Aspermia

Aspermia, colocado claramente, descreve a condição onde não há espermatozóides presentes no sémen masculino . Em machos férteis com um sistema reprodutivo completamente funcional, os testículos produzem constantemente esperma. Os espermatozóides são coletados no epidídimo (um pequeno saco conectado a cada testículo) e armazenados lá até um momento posterior, quando o macho atinge o orgasmo e ejacula. Durante o processo de ejaculação, uma massa espessa e altamente concentrada de espermatozóides (aproximadamente 100 milhões de células) do epidídimo percorre o canal deferente, uma passagem tubular que liga os testículos à glândula prostática. Na glândula prostática, os espermatozóides são misturados com uma secreção mais fluida da glândula prostática, vesículas seminais e glândula de Cowper, resultando no fluido de cor marfim (sémen) que é liberado do pênis durante a ejaculação.

A função dos espermatozóides é fornecer células germinativas masculinas capazes de fertilizar um óvulo. De longe, a grande maioria das células presentes no sémen são espermatozóides dos testículos. A função do fluido glandular é fornecer um meio para transportar o esperma e um ambiente ideal no qual os espermatozóides podem nadar em direção ao óvulo.

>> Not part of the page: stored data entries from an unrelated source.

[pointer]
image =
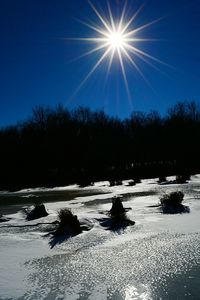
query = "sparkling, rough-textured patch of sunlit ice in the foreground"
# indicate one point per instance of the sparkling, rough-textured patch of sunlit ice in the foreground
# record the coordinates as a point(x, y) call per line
point(101, 258)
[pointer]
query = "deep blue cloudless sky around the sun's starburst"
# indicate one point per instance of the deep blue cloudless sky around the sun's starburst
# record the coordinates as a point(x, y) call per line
point(37, 67)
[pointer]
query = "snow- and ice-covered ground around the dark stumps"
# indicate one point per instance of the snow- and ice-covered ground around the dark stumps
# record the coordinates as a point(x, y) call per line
point(157, 258)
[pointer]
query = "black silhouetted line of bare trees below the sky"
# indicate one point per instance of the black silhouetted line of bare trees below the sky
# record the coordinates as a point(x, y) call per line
point(60, 147)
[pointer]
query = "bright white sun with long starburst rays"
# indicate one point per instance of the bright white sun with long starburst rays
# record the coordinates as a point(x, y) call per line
point(118, 38)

Desde o nascimento até a primeira infância, os testículos naturalmente não produzem espermatozóides. Após o início da puberdade durante a adolescência, as células produtoras de esperma dos testículos normalmente se tornam ativas, e permanecem ativas durante a maior parte da vida adulta.

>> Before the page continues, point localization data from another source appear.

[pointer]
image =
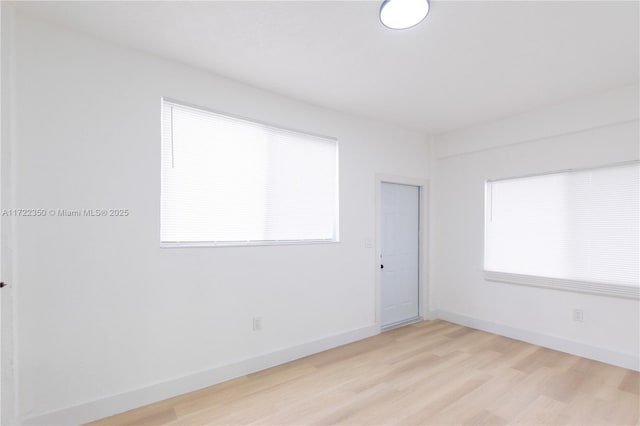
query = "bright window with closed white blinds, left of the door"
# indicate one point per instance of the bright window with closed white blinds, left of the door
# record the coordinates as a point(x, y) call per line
point(229, 181)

Duas causas comuns de aspermia nos machos são obstrução mecânica (geralmente no vaso deferente) e falta de produção de esperma nos testículos. Quando a passagem entre os testículos e a glândula prostática é de alguma forma perturbada, os testículos podem continuar a produzir esperma, mas não há meios físicos para o esperma se misturar com fluidos glandulares e entrar na ejaculação. Os machos podem ter obstruções naturais ou nascer sem uma passagem funcional que une os testes e a glândula prostática. O vaso deferente pode ser cortado intencionalmente num procedimento chamado vasectomia como meio de contracepção. Algumas formas mecânicas de aspermia podem ser corrigidas cirurgicamente, e a vasectomia é frequentemente reversível. Em alguns homens, a produção de esperma nunca começa, ou pode cessar após um período de tempo relativamente curto.

O resultado da aspermia é que o sêmen não contém nenhuma quantidade significativa de material celular e, portanto, é incapaz de causar a fertilização de um óvulo. Como a ejaculação em machos com aspermia não é celular, também há muito pouco DNA presente que pode ser usado em testes forenses. Os machos com aspermia são geralmente capazes de atingir o orgasmo e ejacular, no entanto, e são tipicamente sexualmente activos.

Na autópsia, a aspermia pode fornecer pistas para a morte causada pela exposição prolongada a algumas toxinas, como o tálio, que foi usado em rodenticidas (venenos de rato) antes de ser banido. Além disso, a aspermia identificada em fluidos seminais pode ajudar a excluir indivíduos em questões de paternidade, e às vezes pode fornecer informações preliminares sobre possíveis agressores em casos de estupro.

ver também evidência de paternidade.